Hurricane Debby hits Florida, threatens major flooding
Kimberly Chandler and Christopher O'Meara |
Hurricane Debby has crossed the coast of Florida, bringing with it the potential for record rain, catastrophic flooding and a life-threatening storm surge as it moves slowly across the northern part of the state.
The storm crossed the Big Bend region as a category 1 storm early on Monday near Steinhatchee, a tiny community in northern Florida of less than 1000 residents on Florida’s Gulf Coast.
It had maximum sustained winds of 129km/h and was moving northeast at 17km/h, the National Hurricane Center in Miami said.
The storm made landfall in one of the least-populated areas of Florida, but forecasters warned heavy rain could spawn catastrophic flooding in Florida, South Carolina and Georgia.

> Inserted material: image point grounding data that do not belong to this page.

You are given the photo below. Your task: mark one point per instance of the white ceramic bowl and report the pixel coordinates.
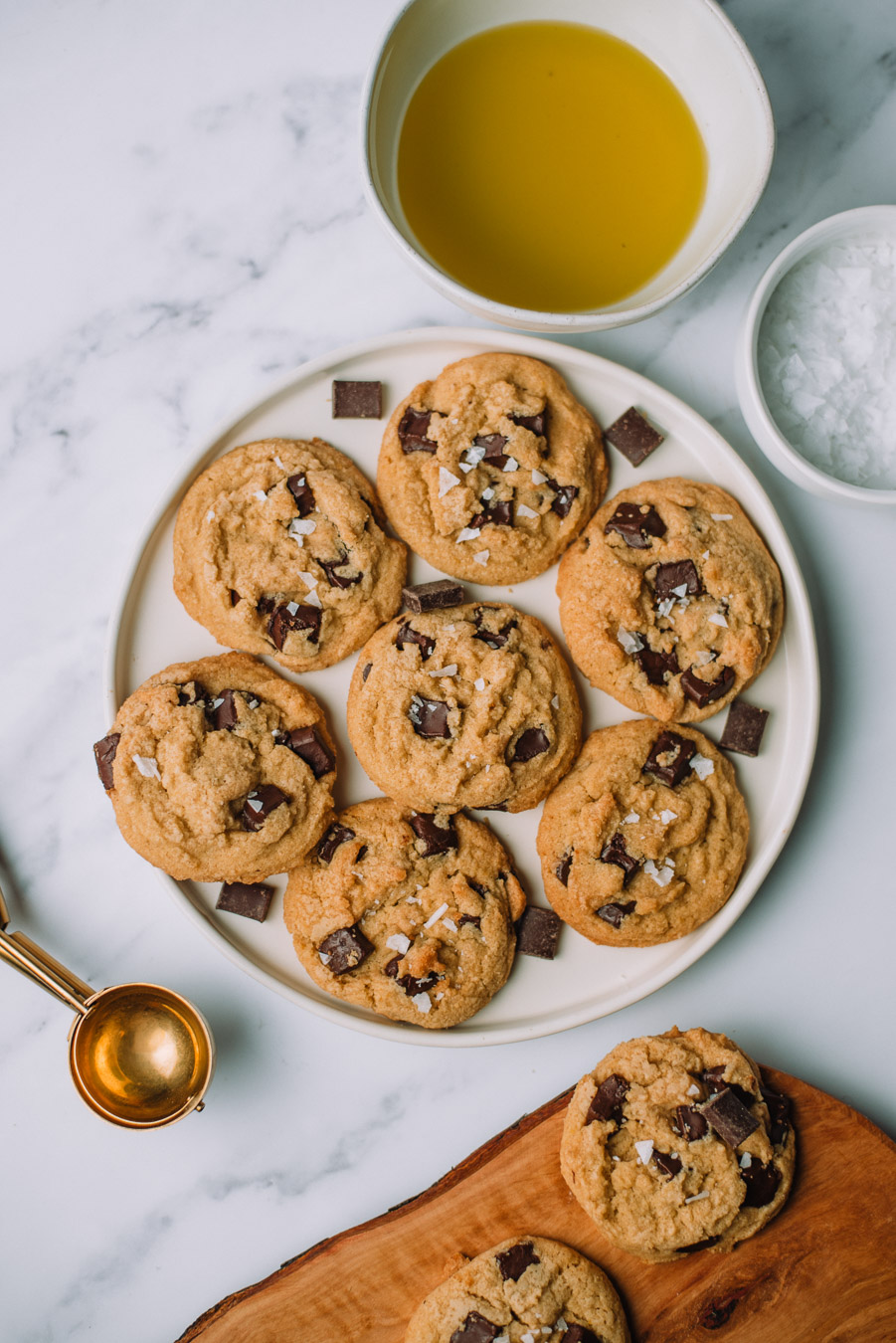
(862, 223)
(690, 41)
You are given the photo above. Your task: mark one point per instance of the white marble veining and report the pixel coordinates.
(183, 221)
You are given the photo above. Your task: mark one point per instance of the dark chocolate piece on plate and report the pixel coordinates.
(437, 839)
(632, 437)
(616, 912)
(105, 754)
(538, 932)
(608, 1100)
(260, 803)
(335, 837)
(617, 853)
(413, 430)
(730, 1117)
(344, 948)
(745, 727)
(635, 524)
(308, 744)
(433, 597)
(356, 400)
(515, 1261)
(704, 691)
(429, 717)
(681, 574)
(669, 758)
(250, 898)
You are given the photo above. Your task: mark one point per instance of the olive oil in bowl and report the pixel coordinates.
(550, 165)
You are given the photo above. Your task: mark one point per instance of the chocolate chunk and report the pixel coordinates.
(433, 597)
(538, 932)
(762, 1184)
(730, 1117)
(332, 840)
(632, 437)
(535, 423)
(252, 900)
(429, 717)
(778, 1115)
(657, 667)
(615, 912)
(635, 524)
(704, 691)
(475, 1328)
(608, 1100)
(301, 491)
(347, 948)
(529, 744)
(617, 853)
(692, 1125)
(412, 432)
(515, 1261)
(308, 744)
(406, 634)
(294, 617)
(105, 754)
(436, 839)
(336, 579)
(745, 727)
(260, 803)
(670, 576)
(669, 758)
(357, 400)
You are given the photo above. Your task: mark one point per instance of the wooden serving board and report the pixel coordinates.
(823, 1270)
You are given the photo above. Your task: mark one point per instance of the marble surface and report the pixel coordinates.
(183, 223)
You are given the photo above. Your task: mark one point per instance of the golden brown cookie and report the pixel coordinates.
(492, 469)
(279, 549)
(407, 913)
(646, 836)
(527, 1289)
(219, 770)
(670, 601)
(466, 706)
(673, 1144)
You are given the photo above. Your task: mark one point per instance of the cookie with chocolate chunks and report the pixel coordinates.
(492, 469)
(645, 837)
(406, 913)
(521, 1289)
(222, 771)
(670, 601)
(663, 1167)
(279, 548)
(469, 705)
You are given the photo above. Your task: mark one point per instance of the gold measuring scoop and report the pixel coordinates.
(141, 1055)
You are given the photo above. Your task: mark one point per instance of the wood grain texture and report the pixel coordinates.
(823, 1270)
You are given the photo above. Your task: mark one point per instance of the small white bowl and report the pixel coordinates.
(697, 47)
(860, 225)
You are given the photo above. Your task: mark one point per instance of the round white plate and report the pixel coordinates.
(149, 629)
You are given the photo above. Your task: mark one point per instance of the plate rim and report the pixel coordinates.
(799, 609)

Nearly 214,000 customers were without power in Florida on Monday morning, according to PowerOutage.com.
A tornado watch also was in effect for parts of Florida and Georgia on Monday.
“Right now, we are to trying secure everything from floating away,” said Sheryl Horne, whose family owns the Shell Island Fish Camp along the Wakulla River in St. Marks, Florida, where some customers moved their boats inland.
The sparsely populated Big Bend region in the Florida Panhandle also was hit in 2023 by Hurricane Idalia, which made landfall as a category 3 hurricane.
The National Weather Service in Tallahassee said Monday morning that heavy flooding was the biggest concern in the Big Bend regions, with storm surge expected across Apalachee Bay.
Debby was expected to move eastward over northern Florida and then stall over the coastal regions of Georgia and South Carolina, thrashing the region with potential record-setting rains totalling up to 76 centimetres beginning on Tuesday.
Officials also warned of life-threatening storm surge along Florida’s Gulf Coast, with up to three metres of inundation expected on Monday between the Ochlockonee and Suwannee rivers.
“There’s some really amazing rainfall totals being forecast and amazing in a bad way,” hurricane centre director Michael Brennan said at a briefing.
“That would be record-breaking rainfall associated with a tropical cyclone for both the states of Georgia and South Carolina if we got up to the 30-inch (76cm) level.”
Flooding could last through Friday and is expected to be especially severe in low-lying areas near the coast, including Savannah, Georgia; Hilton Head, South Carolina; and Charleston, South Carolina.
Debby is the fourth named storm of the 2024 Atlantic hurricane season after Tropical Storm Alberto, Hurricane Beryl and Tropical Storm Chris, all of which formed in June.
In the eastern Pacific, tropical storms Carlotta, Daniel and Emilia all churned over the ocean, but they weren’t threatening land.